设等差数列的首项为 \(A\),区间长度为 \(n\),若我们得到区间内数的和 \(S\),那么根据等差数列求和公式:
\[S = n \times A + \dfrac{n\left(n - 1\right)}{2} \times d
\]
我们可以得到 \(A\) 的表达式:
\[A = \dfrac{S - \dfrac{n\left(n - 1\right)}{2} \times d}{n}
\]
既然已经确定了公差,首项和长度,那么我们可以计算出该等差数列的每项的 \(k\) 次方和,以达到哈希的目的,再与原区间的 \(k\) 次方和比较即可。
考虑如何求出 \(k\) 次方和,可以发现其为:
\[\begin{aligned}
\sum\limits_{i = 0}^{n - 1} \left(A + di\right)^k
\end{aligned}\]
可以使用二项式定理展开,得到:
\[\begin{aligned}
&\sum\limits_{i = 0}^{n - 1}\sum\limits_{j = 0}^{k} \dbinom{k}{j} A_{k - j} \left(di\right)^j \\
=&\sum\limits_{j = 0}^{k} \dbinom{k}{j} A^{k - j} d^j\left(\sum\limits_{i = 0}^{n - 1} i^j\right) \\
\end{aligned}\]
\(\mathcal{O}(k)\) 计算即可。
Code
#include <bits/stdc++.h>
typedef long long valueType;
typedef std::vector<valueType> ValueVector;
typedef std::vector<ValueVector> ValueMatrix;
typedef std::vector<ValueMatrix> ValueCube;
namespace MODINT_WITH_FIXED_MOD {
constexpr valueType MOD = 1e9 + 7;
template<typename T1, typename T2, typename T3 = valueType>
void Inc(T1 &a, T2 b, const T3 &mod = MOD) {
a = a + b;
if (a >= mod)
a -= mod;
}
template<typename T1, typename T2, typename T3 = valueType>
void Dec(T1 &a, T2 b, const T3 &mod = MOD) {
a = a - b;
if (a < 0)
a += mod;
}
template<typename T1, typename T2, typename T3 = valueType>
T1 sum(T1 a, T2 b, const T3 &mod = MOD) {
return a + b >= mod ? a + b - mod : a + b;
}
template<typename T1, typename T2, typename T3 = valueType>
T1 sub(T1 a, T2 b, const T3 &mod = MOD) {
return a - b < 0 ? a - b + mod : a - b;
}
template<typename T1, typename T2, typename T3 = valueType>
T1 mul(T1 a, T2 b, const T3 &mod = MOD) {
return (long long) a * b % mod;
}
template<typename T1, typename T2, typename T3 = valueType>
void Mul(T1 &a, T2 b, const T3 &mod = MOD) {
a = (long long) a * b % mod;
}
template<typename T1, typename T2, typename T3 = valueType>
T1 pow(T1 a, T2 b, const T3 &mod = MOD) {
T1 result = 1;
while (b > 0) {
if (b & 1)
Mul(result, a, mod);
Mul(a, a, mod);
b = b >> 1;
}
return result;
}
}// namespace MODINT_WITH_FIXED_MOD
using namespace MODINT_WITH_FIXED_MOD;
namespace HASH {
constexpr static valueType const HASH_COUNT = 8;
typedef std::array<valueType, HASH_COUNT> HashArray;
constexpr static HashArray const HASH_BASE = {1, 2, 3, 5, 7, 8, 9, 17};
struct Hash {
HashArray data;
Hash() : data() {
data.fill(0);
}
explicit Hash(valueType x) : data() {
for (valueType i = 0; i < HASH_COUNT; ++i)

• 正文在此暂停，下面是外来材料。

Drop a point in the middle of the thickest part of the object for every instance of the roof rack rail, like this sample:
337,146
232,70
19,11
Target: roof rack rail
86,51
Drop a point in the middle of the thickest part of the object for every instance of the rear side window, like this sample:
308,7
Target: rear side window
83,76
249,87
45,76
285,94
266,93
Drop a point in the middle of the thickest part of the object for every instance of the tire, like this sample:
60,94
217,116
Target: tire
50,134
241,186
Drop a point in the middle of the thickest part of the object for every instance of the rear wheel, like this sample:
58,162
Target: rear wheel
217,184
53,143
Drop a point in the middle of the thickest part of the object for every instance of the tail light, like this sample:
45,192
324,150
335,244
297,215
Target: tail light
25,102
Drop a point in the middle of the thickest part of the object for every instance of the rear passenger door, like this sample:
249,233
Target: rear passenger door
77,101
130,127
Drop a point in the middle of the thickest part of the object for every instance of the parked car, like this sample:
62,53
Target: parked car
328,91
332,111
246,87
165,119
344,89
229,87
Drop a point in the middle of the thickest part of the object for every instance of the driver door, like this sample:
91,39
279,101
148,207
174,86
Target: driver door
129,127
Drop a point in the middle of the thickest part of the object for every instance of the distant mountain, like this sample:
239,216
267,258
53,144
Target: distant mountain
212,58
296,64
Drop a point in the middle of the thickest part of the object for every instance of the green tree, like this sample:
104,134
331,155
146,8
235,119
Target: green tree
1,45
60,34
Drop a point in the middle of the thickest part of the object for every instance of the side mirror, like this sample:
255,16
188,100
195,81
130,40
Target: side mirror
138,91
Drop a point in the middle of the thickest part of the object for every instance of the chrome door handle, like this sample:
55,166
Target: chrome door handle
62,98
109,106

data[i] = pow(x, HASH_BASE[i], MOD);
}
Hash(valueType x, HashArray last) : data() {
for (valueType i = 0; i < HASH_COUNT; ++i)

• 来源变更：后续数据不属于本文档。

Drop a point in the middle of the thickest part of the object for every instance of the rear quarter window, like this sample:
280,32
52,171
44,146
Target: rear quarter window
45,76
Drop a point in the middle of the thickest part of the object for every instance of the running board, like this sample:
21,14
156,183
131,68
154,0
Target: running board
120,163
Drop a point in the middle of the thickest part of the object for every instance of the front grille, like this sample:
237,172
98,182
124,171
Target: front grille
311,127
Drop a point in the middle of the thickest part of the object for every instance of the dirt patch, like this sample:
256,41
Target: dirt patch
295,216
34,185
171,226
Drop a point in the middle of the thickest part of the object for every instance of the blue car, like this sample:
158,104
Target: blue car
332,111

data[i] = sum(last[i], pow(x, HASH_BASE[i], MOD), MOD);
}
Hash(valueType x, Hash last) : data() {
for (valueType i = 0; i < HASH_COUNT; ++i)

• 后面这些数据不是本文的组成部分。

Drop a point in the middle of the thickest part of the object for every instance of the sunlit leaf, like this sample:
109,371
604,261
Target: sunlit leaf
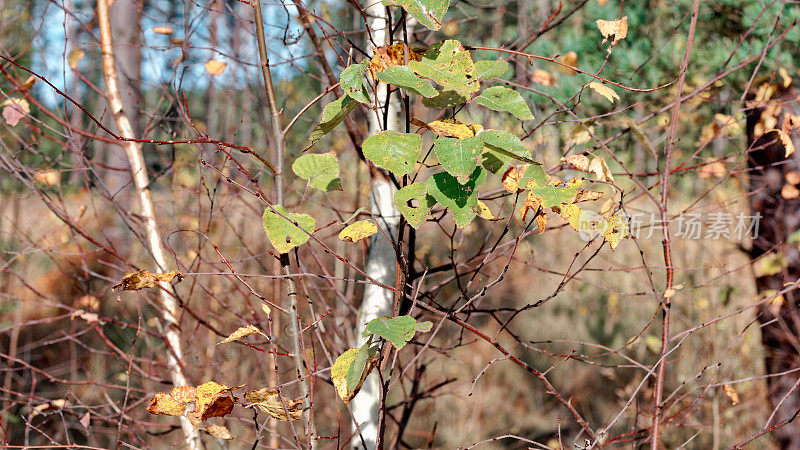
143,279
269,401
321,171
358,230
500,98
404,77
393,151
284,234
417,193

data[i] = sum(last.data[i], pow(x, HASH_BASE[i], MOD), MOD);
}
bool operator==(Hash const &other) const {
return data == other.data;
}
bool operator!=(Hash const &other) const {
return data != other.data;
}
};
ValueMatrix HASH_POWER;
std::array<ValueMatrix, HASH_COUNT> HASH_COMBINE;
void initHashPower(valueType len) {
static constexpr valueType const HASH_MAX_POWER_COUNT = 20;
HASH_POWER.resize(HASH_MAX_POWER_COUNT, ValueVector(len + 1, 0));
for (valueType i = 0; i < HASH_MAX_POWER_COUNT; ++i) {
HASH_POWER[i][0] = i == 0;
for (valueType j = 1; j <= len; ++j)
HASH_POWER[i][j] = pow(j, i);
for (valueType j = 1; j <= len; ++j)
Inc(HASH_POWER[i][j], HASH_POWER[i][j - 1]);
}
/* ======================================================================= */
for (valueType i = 0; i < HASH_COUNT; ++i) {
valueType const k = HASH_BASE[i];
HASH_COMBINE[i].resize(k + 1, ValueVector(k + 1, 0));
HASH_COMBINE[i][0][0] = 1;
for (valueType j = 1; j <= k; ++j) {
HASH_COMBINE[i][j][0] = 1;
for (valueType l = 1; l <= j; ++l)
HASH_COMBINE[i][j][l] = sum(HASH_COMBINE[i][j - 1][l], HASH_COMBINE[i][j - 1][l - 1], MOD);
}
}
}
typedef std::vector<Hash> HashVector;
Hash GetHash(valueType n, valueType a, valueType d) {
Hash result;
for (valueType i = 0; i < HASH_COUNT; ++i) {
valueType const k = HASH_BASE[i];
for (valueType j = 0; j <= k; ++j)
Inc(result.data[i], mul(mul(HASH_COMBINE[i][k][j], HASH_POWER[j][n - 1]), mul(pow(a, k - j), pow(d, j))));
}
return result;
}
Hash GetSubHash(valueType l, valueType r, HashVector const &hash) {
Hash result;
for (valueType i = 0; i < HASH_COUNT; ++i)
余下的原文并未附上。